Why did you choose a career in helping children with autism? Why NECC?
As an undergraduate, I completed an ABA-based practicum at a public school working with kids ages 2-6 with developmental disabilities. Seeing the children make so much progress in only a few months’ time inspired me to work in this field. NECC visited my campus in Michigan at a job fair; I flew to NECC to interview/tour and after my first visit, I knew I wanted to be a part of NECC. NECC has such a profound impact on so many individuals, families, and the community.
Have you taken advantage of any of the grad programs or teacher training at NECC? If so, how has it impacted your teaching/career?
Yes. I completed the ABA master’s degree and doctoral programs while at NECC and have learned so much from the coursework as well as working with Clinical Director Jason Bourret, PhD, BCBA-D, LABA, and his lab. Studying and working at NECC has shaped my understanding of behavior analysis. I love the science and impact that behavior analysis can have not only with individuals with disabilities, but also when used in other applications and settings.
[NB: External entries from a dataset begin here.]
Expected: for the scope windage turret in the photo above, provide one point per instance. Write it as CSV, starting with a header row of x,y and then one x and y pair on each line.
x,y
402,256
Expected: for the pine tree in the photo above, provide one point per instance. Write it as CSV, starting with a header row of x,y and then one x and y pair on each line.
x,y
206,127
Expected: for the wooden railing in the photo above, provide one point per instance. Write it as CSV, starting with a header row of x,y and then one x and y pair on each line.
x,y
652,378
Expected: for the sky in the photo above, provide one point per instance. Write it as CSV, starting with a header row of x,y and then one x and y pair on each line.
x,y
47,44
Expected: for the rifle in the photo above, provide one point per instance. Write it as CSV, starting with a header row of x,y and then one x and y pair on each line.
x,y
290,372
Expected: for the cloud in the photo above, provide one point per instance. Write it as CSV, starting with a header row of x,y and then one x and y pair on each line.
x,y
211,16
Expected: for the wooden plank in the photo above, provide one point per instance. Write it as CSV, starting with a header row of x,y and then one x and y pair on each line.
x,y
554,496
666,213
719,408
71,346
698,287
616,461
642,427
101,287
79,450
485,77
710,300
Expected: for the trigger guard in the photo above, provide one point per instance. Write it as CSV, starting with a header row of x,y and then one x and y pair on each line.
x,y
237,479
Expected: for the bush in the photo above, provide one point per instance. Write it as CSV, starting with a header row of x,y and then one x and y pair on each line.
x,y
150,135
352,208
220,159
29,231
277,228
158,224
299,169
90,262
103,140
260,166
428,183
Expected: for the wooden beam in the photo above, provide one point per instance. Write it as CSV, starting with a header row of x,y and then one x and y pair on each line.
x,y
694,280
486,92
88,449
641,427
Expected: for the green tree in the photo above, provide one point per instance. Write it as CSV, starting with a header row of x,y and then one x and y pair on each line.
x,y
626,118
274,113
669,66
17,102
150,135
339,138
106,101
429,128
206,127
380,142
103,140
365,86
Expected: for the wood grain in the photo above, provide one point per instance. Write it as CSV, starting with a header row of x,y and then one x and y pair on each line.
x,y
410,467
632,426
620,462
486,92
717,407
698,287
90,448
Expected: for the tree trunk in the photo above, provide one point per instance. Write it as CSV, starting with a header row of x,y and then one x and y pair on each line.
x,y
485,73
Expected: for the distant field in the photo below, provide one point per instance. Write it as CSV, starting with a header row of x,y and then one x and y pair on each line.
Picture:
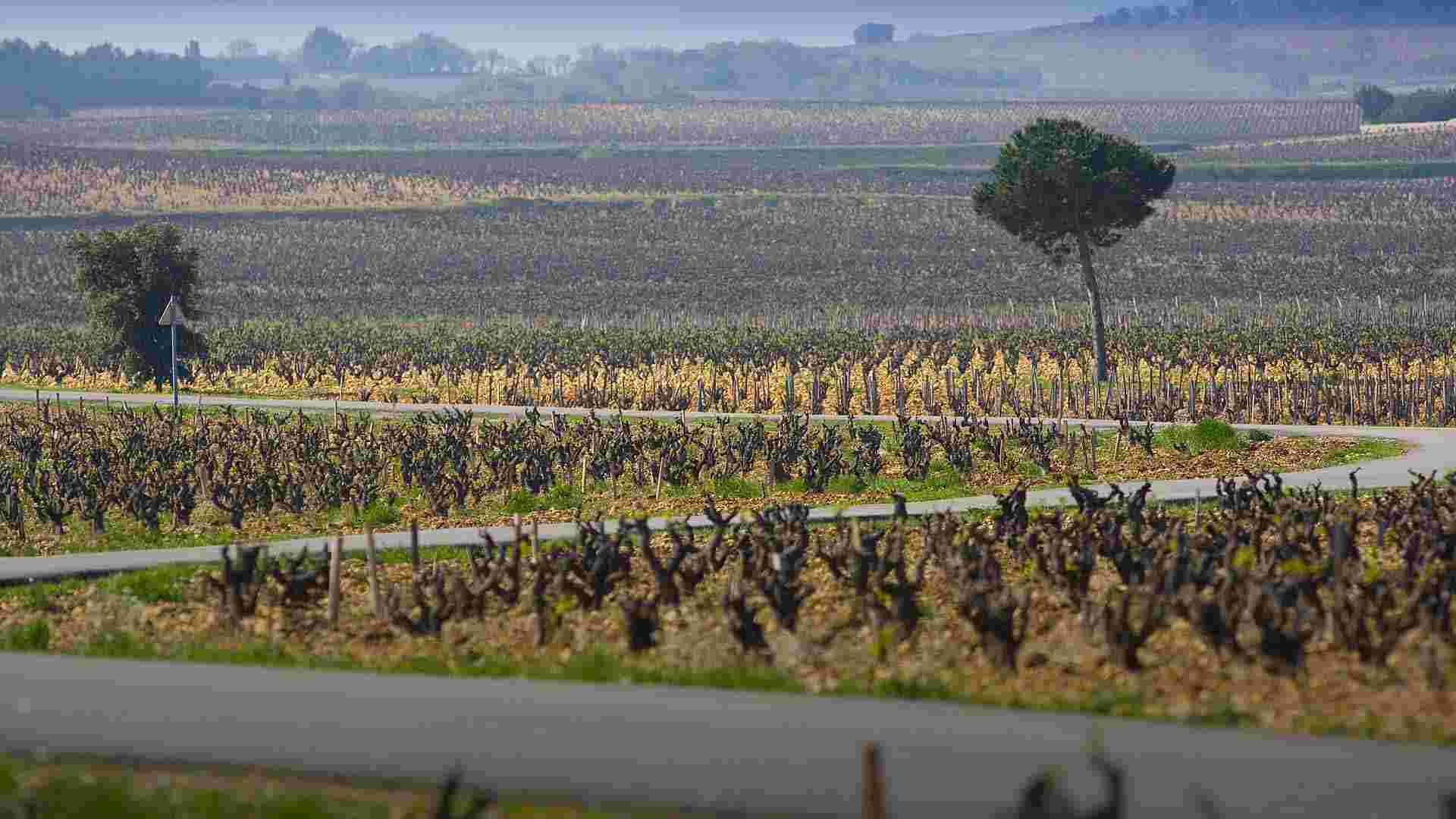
x,y
748,123
1184,60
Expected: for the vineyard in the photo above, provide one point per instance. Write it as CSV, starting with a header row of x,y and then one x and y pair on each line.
x,y
1435,142
1269,608
767,256
717,123
69,477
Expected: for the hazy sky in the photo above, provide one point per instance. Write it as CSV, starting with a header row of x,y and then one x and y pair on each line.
x,y
520,30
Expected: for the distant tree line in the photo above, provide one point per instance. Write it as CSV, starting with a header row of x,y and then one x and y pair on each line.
x,y
1307,12
46,77
1423,105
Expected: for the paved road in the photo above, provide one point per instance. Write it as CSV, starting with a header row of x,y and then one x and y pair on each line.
x,y
682,746
708,749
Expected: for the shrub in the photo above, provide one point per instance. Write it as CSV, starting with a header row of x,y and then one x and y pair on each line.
x,y
127,279
1212,433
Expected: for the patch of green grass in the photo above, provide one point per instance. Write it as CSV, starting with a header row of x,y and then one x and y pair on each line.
x,y
563,497
734,487
376,515
1365,449
34,635
159,585
1209,435
39,596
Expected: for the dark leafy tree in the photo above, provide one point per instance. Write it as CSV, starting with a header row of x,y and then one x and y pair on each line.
x,y
1373,101
1065,186
324,49
874,34
127,279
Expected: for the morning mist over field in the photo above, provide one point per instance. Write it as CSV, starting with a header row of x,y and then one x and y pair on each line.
x,y
519,30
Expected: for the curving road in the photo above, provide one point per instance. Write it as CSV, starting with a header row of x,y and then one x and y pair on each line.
x,y
728,751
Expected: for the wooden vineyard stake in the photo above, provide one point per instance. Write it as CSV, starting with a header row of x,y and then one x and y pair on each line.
x,y
335,554
873,781
373,572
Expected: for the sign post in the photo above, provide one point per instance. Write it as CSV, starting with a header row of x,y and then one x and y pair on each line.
x,y
172,316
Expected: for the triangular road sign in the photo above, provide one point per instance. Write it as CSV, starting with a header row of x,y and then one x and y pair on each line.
x,y
172,314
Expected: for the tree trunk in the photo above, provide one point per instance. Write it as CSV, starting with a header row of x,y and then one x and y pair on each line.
x,y
1095,299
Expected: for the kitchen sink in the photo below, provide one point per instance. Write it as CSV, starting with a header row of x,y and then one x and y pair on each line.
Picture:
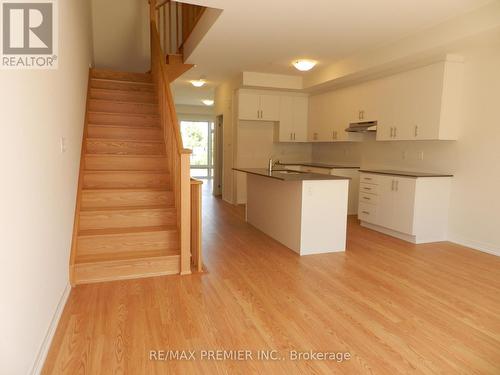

What is something about you that your colleagues might be surprised to learn?
My husband would say I have a bad habit of failing to close cabinet doors and drawers after I’m done using them. I’m working on it!
What is your life philosophy or a motto you like to live by?
This question made me think of a line from a poem: “May you see in what you do the beauty of your own soul” (John O’Donohue). Staff at NECC do amazing work and demonstrate incredible dedication to our students/individuals and their families. We all need more self-compassion and to recognize the impact we can have on others.